Buckman had a temporary rank higher than Staley’s, but he was a civilian. In any case, he shouldn’t be talking about the Captain that way. “We do use the computer for other things, Dr. Buckman.”

Buckman let go of Staley’s arm. “Too damned many.’ His eyes seemed lost; his soul was lost in that enormous veil of red-lit darkness. “We may not need it, though. The Moties must have been observing the Coal Sack for at their history; hundreds of years, maybe thousands. Especially if they’ve developed some such pseudoscience as astrology. If we can talk to them…” He trailed off.

Staley said, “We wondered why you were so eager to come along.”

“What? Do you mean jaunting off with you to see that rock? Staley, I don’t care what the Motie was using it for, I want to know why the Trojan points are so crowded.”

“You think there’ll be clues?”

“Maybe, in the composition of the rock. We can hope so.”

“I may be able to help you there,” Staley said slowly. “Sauron—my home—has an asteroid belt and mining industries. I learned something about rock mining from my uncles. Thought I might be a miner myself, once.” He stopped abruptly, expecting Buckman to bring up an unpleasant subject.

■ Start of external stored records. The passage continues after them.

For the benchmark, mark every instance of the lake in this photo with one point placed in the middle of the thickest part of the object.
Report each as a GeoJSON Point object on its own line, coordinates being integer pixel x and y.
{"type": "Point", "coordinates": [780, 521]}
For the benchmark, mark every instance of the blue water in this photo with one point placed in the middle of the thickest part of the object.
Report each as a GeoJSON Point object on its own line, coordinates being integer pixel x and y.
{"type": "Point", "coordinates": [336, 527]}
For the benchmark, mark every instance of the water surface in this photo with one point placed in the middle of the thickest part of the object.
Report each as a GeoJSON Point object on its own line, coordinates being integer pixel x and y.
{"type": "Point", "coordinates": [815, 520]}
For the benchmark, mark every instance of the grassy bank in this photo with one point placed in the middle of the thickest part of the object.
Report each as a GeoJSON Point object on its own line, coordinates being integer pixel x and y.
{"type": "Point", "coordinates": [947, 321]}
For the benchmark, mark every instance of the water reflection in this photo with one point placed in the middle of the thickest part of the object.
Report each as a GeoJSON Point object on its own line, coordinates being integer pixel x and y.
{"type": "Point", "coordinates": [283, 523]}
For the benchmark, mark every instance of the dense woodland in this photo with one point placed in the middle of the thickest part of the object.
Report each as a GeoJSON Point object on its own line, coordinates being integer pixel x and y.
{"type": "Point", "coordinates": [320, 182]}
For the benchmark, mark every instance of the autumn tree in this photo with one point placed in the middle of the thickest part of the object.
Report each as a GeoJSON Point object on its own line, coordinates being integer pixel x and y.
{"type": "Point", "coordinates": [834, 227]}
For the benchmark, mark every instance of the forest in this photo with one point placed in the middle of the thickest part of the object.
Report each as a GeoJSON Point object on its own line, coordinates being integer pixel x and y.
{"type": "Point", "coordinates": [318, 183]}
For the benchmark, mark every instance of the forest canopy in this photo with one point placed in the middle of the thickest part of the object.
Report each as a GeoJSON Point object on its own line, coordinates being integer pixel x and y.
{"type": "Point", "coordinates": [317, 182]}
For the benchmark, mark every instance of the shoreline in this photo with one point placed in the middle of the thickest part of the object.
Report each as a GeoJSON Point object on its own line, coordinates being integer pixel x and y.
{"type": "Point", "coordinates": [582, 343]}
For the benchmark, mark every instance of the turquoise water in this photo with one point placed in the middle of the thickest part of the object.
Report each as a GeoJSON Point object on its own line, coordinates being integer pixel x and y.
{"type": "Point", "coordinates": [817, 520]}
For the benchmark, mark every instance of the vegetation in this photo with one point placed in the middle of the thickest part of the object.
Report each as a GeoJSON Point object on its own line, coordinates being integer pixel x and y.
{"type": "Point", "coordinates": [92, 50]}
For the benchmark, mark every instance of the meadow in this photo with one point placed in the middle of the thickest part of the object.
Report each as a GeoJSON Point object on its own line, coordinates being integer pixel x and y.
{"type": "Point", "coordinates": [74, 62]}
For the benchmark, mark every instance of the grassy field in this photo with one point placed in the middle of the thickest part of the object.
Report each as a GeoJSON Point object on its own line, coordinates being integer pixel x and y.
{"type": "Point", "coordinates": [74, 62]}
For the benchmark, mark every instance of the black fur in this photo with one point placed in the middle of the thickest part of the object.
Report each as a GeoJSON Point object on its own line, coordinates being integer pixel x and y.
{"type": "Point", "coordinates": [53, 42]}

Buckman said, “I wonder what the Captain expects to find there?”

“He told me that. We know just one thing about that rock,” said Staley. “A Motie was interested in it. When we know why, we’ll know something about Moties.”

“Not very much,” Buckman growled.

Staley relaxed. Either Buckman didn’t know why Sauron was infamous, or… no. Tactful? Buckman? Not hardly.

The Motie pup was born five hours after MacArthur’s cutter left for the asteroid. The birth was remarkably doglike, considering the mother’s distant relationship to dogs; and there was only the one pup, about the size of a rat.